En las costas del Biobío y Ñuble, la Federación Regional de Pescadores Artesanales (FEREPA Biobío) levanta su voz con una mezcla de esperanza y firmeza. Liderados por su presidente, Cristian Arancibia Chandía, celebran un avance largamente esperado: el aumento de la cuota de merluza para el sector artesanal. Sin embargo, esta buena noticia llega en un momento crucial, marcado por un profundo desacuerdo con la Ley de Fraccionamiento que actualmente se debate en las esferas del poder legislativo.
Para Arancibia, el incremento en la cuota de merluza no es solo un cambio numérico, sino un acto de justicia histórica para miles de pescadores que durante décadas han luchado por un acceso equitativo a los tesoros del mar. «Esta medida representa una oportunidad concreta para miles de pescadores y pescadoras que históricamente han sido excluidos del acceso equitativo a los recursos del mar. No se trata solo de un incremento en los números, sino de una reivindicación justa frente a décadas de concentración en manos de la gran industria».
Desde FEREPA Biobío, se vislumbra un futuro donde este avance impulse la economía de las comunidades costeras, permitiendo a los pescadores adoptar prácticas productivas más sostenibles y menos invasivas. Además, confían en que esta medida contribuirá a la recuperación de la merluza común, una especie que clama por auxilio tras años de una pesca industrial de arrastre que ha diezmado sus poblaciones.

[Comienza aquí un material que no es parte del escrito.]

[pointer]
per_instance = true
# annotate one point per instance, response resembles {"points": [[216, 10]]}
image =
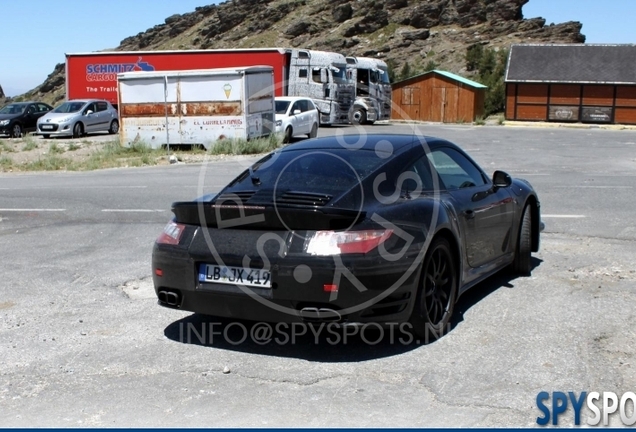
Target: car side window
{"points": [[455, 171], [422, 169], [315, 75]]}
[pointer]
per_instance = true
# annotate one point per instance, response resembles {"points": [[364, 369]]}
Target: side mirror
{"points": [[323, 76], [501, 179]]}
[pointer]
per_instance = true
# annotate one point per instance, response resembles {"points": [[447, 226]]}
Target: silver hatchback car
{"points": [[79, 117]]}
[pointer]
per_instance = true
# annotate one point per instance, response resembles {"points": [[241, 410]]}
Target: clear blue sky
{"points": [[37, 33]]}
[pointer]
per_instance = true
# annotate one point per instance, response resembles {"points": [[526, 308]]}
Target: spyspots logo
{"points": [[101, 72]]}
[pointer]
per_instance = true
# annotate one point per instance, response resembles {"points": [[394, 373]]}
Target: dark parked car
{"points": [[21, 117], [383, 228]]}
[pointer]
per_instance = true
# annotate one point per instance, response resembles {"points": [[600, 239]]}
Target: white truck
{"points": [[373, 90], [195, 107]]}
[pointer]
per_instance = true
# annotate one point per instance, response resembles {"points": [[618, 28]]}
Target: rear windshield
{"points": [[327, 171], [281, 107]]}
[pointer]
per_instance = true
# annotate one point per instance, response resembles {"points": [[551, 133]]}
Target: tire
{"points": [[437, 292], [78, 130], [16, 131], [114, 127], [359, 116], [522, 264], [314, 131], [288, 135]]}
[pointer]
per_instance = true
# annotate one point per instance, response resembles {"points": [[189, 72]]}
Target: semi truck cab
{"points": [[372, 89], [322, 76]]}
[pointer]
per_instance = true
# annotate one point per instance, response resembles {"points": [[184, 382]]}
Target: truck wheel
{"points": [[114, 127], [288, 135], [314, 131], [359, 116], [16, 131], [78, 130]]}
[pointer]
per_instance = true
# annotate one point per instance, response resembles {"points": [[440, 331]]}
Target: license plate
{"points": [[235, 275]]}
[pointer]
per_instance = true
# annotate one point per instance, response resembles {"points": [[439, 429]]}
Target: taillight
{"points": [[346, 242], [171, 233]]}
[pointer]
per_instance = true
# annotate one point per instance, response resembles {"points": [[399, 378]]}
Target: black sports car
{"points": [[20, 117], [354, 229]]}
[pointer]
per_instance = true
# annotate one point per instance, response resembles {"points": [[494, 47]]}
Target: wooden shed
{"points": [[438, 96], [589, 83]]}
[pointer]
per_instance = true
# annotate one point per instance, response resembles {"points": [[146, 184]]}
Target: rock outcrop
{"points": [[394, 30]]}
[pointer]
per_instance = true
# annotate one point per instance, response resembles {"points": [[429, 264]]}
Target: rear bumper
{"points": [[373, 295]]}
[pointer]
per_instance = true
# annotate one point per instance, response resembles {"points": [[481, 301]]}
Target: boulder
{"points": [[342, 12]]}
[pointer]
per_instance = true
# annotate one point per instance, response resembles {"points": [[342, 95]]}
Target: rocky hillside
{"points": [[393, 30]]}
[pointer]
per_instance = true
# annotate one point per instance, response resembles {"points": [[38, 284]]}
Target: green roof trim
{"points": [[450, 75], [461, 79]]}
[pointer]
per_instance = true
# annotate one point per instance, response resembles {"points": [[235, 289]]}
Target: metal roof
{"points": [[450, 75], [243, 70], [572, 63]]}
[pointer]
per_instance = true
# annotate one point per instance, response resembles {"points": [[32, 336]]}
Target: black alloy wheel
{"points": [[78, 130], [437, 293], [16, 131], [522, 264]]}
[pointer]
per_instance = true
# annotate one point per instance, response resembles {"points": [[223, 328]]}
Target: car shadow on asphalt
{"points": [[325, 343], [473, 296]]}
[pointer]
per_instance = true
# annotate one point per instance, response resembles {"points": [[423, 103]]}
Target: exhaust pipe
{"points": [[320, 315], [168, 297]]}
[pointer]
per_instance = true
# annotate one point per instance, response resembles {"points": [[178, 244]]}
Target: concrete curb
{"points": [[569, 125], [522, 124]]}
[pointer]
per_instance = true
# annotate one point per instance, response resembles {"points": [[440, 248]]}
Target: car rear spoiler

El reciente anuncio del cierre de operaciones de PacificBlue no pasó desapercibido para el sector artesanal. Arancibia no dudó en calificar esta decisión como una maniobra de presión política «lamentable», especialmente en un momento en que la ley aún se encuentra en pleno debate parlamentario. «Esta actitud solo busca frenar el avance de una política más justa para la pesca artesanal. Esperamos que la empresa revise su decisión, pensando en los trabajadores y no en sus propios intereses corporativos», sentenció.
FEREPA Biobío reafirma su compromiso inquebrantable con una pesca sustentable, una práctica arraigada en el conocimiento ancestral, el respeto por los ciclos naturales del océano y la democratización del acceso a sus recursos. «La merluza debe volver a las mesas chilenas como un alimento saludable y accesible, no como un lujo reservado tras años de sobreexplotación industrial», declara Arancibia con convicción.
Frente a las voces que sugieren que los pescadores artesanales no logran capturar su cuota asignada, Arancibia fue categórico. Citando información del gerente de Pacific Blu, Marcel Moenne, reconoció la realidad de que los artesanales a menudo no pueden pescar más del 50% de su cuota. Sin embargo, Arancibia invierte la causalidad de este problema: «Esto no es causa, sino es consecuencia del exterminio que ha generado la pesca industrial en los caladeros históricos de merluza, a través de la técnica del arrastre que impide que el recurso pueda seguir sus flujos normales a las costas de nuestro territorio, como antiguamente sí ocurría».
En sus palabras, la pesca de arrastre industrial ha devastado los ecosistemas marinos, privando a los pescadores artesanales de la posibilidad de acceder a la cuota que legítimamente les corresponde. «La industria, con una técnica exterminatoria, está dejando sin la posibilidad de pescar esa cuota que los pescadores artesanales necesitan y está disponible según reglamento», concluyó Arancibia, dejando en claro que la lucha por una pesca justa y sostenible en el Biobío y Ñuble está lejos de terminar.